Utopia or cacotopia?
19 August 2011 | Extracts, Non-fiction
Do we live in the age of autopia, and if we do, what does that mean? On this earth there are now perhaps 800 million cars, all vital to our modern lifestyles. Professor and photographer Merja Salo observes landscapes through her camera with this question in mind
Extracts and photographs from Carscapes. Automaisemia (Edition Patrick Frey & Musta Taide, 2011. Translation: Laura Mänki)
The car may be the vehicle for the everyman, but not every man is a good driver. According to Hungarian- born psychoanalyst Michael Balint, good drivers have the psychological structure of philobats.

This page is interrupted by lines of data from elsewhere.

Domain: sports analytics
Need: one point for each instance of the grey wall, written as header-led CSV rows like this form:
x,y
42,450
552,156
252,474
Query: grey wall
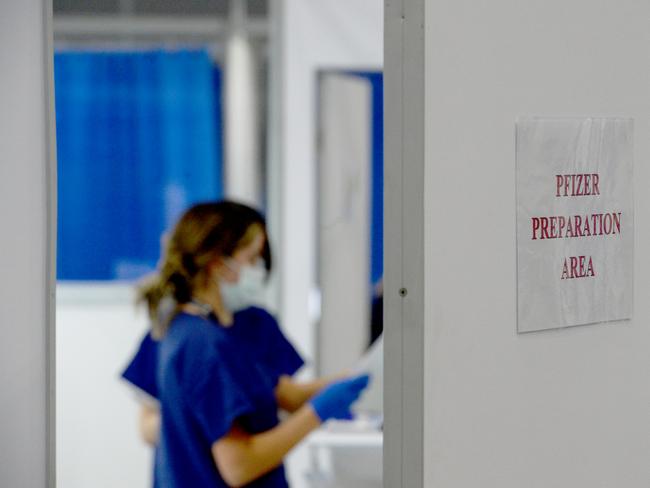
x,y
569,408
26,213
565,408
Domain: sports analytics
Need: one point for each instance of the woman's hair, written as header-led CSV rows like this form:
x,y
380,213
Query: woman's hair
x,y
205,232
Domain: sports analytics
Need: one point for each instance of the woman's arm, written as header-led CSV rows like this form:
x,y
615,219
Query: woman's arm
x,y
292,395
242,458
149,424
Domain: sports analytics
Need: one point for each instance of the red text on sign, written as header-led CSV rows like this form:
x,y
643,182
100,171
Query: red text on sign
x,y
578,267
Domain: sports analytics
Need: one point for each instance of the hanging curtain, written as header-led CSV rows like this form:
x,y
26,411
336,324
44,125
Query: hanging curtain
x,y
139,140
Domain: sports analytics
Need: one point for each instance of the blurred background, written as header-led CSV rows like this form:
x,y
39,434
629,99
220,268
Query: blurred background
x,y
161,104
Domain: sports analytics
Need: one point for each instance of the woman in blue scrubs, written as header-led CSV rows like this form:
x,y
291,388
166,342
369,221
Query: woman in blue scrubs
x,y
223,370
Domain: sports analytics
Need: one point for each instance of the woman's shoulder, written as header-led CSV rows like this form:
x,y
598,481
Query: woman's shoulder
x,y
257,316
201,335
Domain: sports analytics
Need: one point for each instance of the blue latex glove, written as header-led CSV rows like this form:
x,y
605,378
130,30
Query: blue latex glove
x,y
334,401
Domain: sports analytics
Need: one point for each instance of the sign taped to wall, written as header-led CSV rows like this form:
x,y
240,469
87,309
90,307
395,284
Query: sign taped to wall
x,y
575,222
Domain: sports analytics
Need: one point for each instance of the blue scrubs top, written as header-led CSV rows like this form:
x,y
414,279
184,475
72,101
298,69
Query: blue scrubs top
x,y
207,376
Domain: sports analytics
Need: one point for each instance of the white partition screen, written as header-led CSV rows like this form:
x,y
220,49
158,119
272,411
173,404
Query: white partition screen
x,y
27,217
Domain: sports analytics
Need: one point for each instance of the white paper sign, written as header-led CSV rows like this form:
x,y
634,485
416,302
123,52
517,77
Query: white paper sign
x,y
575,222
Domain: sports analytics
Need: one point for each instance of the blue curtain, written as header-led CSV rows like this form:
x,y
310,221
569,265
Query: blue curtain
x,y
376,80
139,140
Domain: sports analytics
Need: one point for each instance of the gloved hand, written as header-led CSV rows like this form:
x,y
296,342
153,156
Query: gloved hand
x,y
334,401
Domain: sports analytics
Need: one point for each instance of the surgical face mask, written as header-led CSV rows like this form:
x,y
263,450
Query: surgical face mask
x,y
247,291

With their sense of sight, they perceive space well and control it by steering their vehicle skilfully. Ocnophiles, on the other hand, are more at home as passengers. They structure the world through intimacy and touch. When driving, they cling anxiously to the steering wheel and do not perceive the continously changing situations in traffic.
Introduced in 1908, the Ford Model T turned the car into an industrial product whose price fell nearly to a third of the original in 20 years. The car became a symbol of modern life, speed and mobility. Since the oil crisis in the 1970s, the car has also become a symbol of environmental destruction. Today, limited oil resources, traffic accidents, emissions and other environmental effects are seriously overshadowing the joy of driving.

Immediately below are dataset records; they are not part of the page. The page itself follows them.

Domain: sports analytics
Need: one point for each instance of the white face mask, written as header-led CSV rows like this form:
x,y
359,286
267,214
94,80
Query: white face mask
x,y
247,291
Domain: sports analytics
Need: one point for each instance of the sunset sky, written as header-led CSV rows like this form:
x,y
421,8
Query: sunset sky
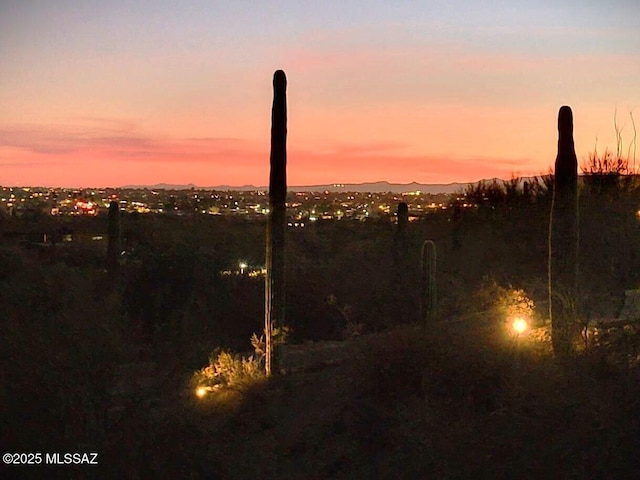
x,y
110,93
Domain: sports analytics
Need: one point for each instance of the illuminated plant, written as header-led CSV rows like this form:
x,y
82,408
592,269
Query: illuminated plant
x,y
403,217
113,233
563,240
428,294
275,281
228,371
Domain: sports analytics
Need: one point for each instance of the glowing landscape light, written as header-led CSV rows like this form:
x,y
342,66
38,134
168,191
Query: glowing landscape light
x,y
519,325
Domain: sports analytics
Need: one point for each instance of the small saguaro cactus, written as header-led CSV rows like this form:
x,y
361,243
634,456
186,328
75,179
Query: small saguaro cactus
x,y
428,282
564,240
401,273
113,234
276,224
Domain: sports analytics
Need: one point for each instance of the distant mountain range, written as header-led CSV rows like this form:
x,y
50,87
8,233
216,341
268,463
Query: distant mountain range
x,y
373,187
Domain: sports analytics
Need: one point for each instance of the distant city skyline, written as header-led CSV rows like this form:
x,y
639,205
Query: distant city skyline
x,y
98,94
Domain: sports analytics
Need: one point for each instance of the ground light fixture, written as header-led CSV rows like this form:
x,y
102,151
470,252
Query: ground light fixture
x,y
201,391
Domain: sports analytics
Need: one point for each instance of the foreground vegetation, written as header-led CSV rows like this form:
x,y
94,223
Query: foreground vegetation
x,y
93,362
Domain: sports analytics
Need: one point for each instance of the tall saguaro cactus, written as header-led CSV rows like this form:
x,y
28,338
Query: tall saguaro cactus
x,y
275,280
113,234
563,240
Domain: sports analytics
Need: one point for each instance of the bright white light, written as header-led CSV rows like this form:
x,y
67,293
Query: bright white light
x,y
519,325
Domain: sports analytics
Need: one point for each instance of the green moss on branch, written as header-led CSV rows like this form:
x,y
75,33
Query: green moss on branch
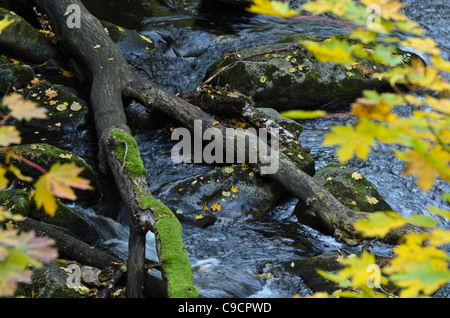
x,y
128,148
174,258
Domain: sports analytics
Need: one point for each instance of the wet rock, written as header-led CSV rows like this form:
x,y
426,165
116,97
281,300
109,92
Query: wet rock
x,y
349,187
51,281
287,123
230,192
306,268
234,190
65,111
285,76
22,40
65,219
13,76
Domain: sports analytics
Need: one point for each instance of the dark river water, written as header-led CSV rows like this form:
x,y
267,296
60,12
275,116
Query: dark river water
x,y
229,256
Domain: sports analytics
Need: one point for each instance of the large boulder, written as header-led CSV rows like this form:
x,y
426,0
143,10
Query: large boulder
x,y
230,192
13,75
22,40
349,187
65,111
284,76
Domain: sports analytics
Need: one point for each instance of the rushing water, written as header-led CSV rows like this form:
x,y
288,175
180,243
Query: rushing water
x,y
230,256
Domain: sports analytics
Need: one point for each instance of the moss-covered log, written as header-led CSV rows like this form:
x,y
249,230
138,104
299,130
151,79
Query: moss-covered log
x,y
91,47
112,81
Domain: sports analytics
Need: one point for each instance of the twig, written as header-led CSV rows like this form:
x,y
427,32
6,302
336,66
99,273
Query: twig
x,y
125,155
290,48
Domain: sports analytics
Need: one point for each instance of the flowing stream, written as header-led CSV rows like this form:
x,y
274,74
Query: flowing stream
x,y
241,257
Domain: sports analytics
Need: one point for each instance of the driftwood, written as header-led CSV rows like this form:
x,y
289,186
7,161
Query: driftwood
x,y
112,81
74,249
90,46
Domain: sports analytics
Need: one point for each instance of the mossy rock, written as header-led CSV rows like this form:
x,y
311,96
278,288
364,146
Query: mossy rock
x,y
13,76
49,281
293,79
287,123
22,40
65,111
307,268
128,40
46,156
236,188
187,198
301,159
65,219
349,187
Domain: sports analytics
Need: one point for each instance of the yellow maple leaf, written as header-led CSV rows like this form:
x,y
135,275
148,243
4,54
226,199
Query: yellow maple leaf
x,y
427,165
380,110
325,53
216,206
427,45
275,8
318,7
58,182
4,23
66,73
351,140
51,93
9,135
23,109
379,223
388,9
356,175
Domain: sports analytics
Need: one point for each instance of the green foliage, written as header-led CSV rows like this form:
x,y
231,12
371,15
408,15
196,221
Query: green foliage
x,y
21,251
419,266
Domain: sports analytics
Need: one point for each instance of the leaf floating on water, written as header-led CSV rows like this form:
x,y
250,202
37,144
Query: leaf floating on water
x,y
76,106
216,206
51,93
372,200
229,170
356,175
61,107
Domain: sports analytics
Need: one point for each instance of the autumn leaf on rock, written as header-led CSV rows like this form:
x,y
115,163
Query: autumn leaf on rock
x,y
58,182
379,223
426,165
351,140
216,206
275,8
9,135
23,109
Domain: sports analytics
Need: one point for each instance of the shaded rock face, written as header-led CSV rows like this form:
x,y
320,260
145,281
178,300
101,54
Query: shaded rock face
x,y
285,76
236,189
46,156
349,187
13,76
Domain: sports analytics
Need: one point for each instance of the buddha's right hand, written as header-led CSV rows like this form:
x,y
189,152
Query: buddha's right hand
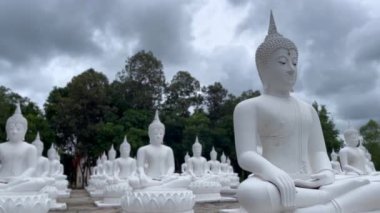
x,y
284,184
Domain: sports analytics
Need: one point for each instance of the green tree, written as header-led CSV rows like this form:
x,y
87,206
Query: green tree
x,y
142,80
330,133
183,93
371,135
77,114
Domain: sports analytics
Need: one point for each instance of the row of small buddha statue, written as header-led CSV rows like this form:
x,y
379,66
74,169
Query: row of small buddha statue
x,y
354,157
25,172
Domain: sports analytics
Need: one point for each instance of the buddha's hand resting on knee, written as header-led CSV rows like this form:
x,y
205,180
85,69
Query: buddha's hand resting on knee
x,y
317,180
284,184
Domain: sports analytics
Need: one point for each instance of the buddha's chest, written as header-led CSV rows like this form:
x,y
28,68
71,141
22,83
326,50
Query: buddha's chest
x,y
155,156
283,120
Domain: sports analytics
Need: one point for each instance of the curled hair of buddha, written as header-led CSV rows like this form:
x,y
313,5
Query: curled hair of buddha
x,y
272,42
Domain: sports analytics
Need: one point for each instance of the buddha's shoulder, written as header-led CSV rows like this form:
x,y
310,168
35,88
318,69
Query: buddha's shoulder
x,y
251,104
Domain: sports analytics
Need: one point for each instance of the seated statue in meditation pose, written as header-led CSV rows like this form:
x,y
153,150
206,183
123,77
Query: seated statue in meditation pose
x,y
125,166
213,163
155,162
184,167
294,173
335,163
351,157
197,165
18,159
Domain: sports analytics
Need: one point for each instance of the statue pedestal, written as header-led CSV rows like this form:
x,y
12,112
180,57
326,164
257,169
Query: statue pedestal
x,y
24,202
206,191
112,195
163,201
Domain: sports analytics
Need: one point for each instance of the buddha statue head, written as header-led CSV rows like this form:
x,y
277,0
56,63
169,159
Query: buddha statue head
x,y
38,144
103,158
125,148
351,137
111,153
276,61
223,158
197,148
213,154
334,156
16,126
187,157
156,131
52,153
228,161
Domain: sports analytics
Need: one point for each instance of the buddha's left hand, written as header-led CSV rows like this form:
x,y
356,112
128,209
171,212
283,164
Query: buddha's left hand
x,y
317,180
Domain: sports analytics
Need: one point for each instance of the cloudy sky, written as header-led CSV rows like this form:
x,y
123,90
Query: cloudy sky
x,y
44,43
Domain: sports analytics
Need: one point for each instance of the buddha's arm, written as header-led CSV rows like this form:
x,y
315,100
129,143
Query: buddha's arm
x,y
31,162
317,149
170,162
141,162
246,140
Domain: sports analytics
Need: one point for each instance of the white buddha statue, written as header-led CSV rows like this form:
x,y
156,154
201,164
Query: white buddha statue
x,y
197,165
351,157
184,166
18,159
294,173
213,163
223,163
335,163
43,166
125,166
155,162
109,165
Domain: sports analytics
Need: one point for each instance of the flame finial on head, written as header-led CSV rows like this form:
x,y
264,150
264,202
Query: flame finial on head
x,y
196,143
156,122
125,145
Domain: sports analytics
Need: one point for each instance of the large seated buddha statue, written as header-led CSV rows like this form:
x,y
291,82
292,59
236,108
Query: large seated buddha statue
x,y
20,189
18,158
155,162
294,173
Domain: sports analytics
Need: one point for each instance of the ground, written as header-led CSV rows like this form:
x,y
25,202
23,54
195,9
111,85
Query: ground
x,y
80,202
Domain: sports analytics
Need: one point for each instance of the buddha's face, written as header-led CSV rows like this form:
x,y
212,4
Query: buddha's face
x,y
156,135
223,159
40,149
213,155
280,71
15,131
124,153
352,139
197,151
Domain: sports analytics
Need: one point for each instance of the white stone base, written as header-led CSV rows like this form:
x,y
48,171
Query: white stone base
x,y
63,194
163,201
58,206
108,203
24,202
96,194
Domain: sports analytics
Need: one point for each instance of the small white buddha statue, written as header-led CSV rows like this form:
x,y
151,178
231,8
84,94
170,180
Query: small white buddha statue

The car stands for speed and freedom. Cars realise what the French philosopher Paul Virilio calls dromology, the logic of speed and velocity. The modern world is characterised by ever-increasing speed, of which the various vehicles are symbols. Speed and velocity also influence the way in which we perceive and see scenery.
Photography with its technique has redrawn and brought to the fore the traces of speed. At slow exposure times, headlights are recorded on film as speed lines.
The flood of light created by traffic flowing on nocturnal city streets was already a symbol of modern life in the 1920s, when cars became common in the Western world.
In car advertisements, the photograph has fetishised the shiny metal and chrome.
As conquerors of the landscape, roads are also part of power politics. In the Germany of the 1930s, the building of the Autobahns was part of the Nazi regime’s Volks- motorisierung. Hitler, too, was a keen motorist: ‘I love the car. It has offered me the most beautiful moments of my life.’
Cars affect the landscape even when thay are not speeding down highways. In reality, cars stay put most of the time, parked somewhere: in the garage, in a parking lot, by the side of the road. In the United States, 30 to 50 per cent of a city’s are is being used by cars, with the figure reaching two thirds in Los Angeles.
In Houston, the amount of asphalted parking surface per inhabitant equals 30 parking spaces. Annually, more than 600,000 hectares of farmland is engulfed by asphalt paving in the US countryside.
Parking affects the landscape at least as much as the road network does. It has altered the public space and architecture of cities. Cars fill up city squares and street space. To sum up the effect of parking on cities: form no longer follows function, fashion or even finance.
Carscapes is a collection of cars in a state of speedlessness: they have most obviously become part of the landscape – or they have started to produce their own landscape. A carscape.
In the spirit of Virilio, one could talk about dromotopoi, places and spaces created by speed. The places in which speed has come to a halt are a part of the topography of the motorised landscape.
Tags: photography, travel
1 comment:
19 August 2011 on 5:12 pm
Excellent summary of the auto’s impact (though missed the class mobility discussion that also could’ve been made). Small suggestion: better photo selection/display to complement the visual aspects of the auto’s impact on city scapes as well as references to the visualization of speed/velocity.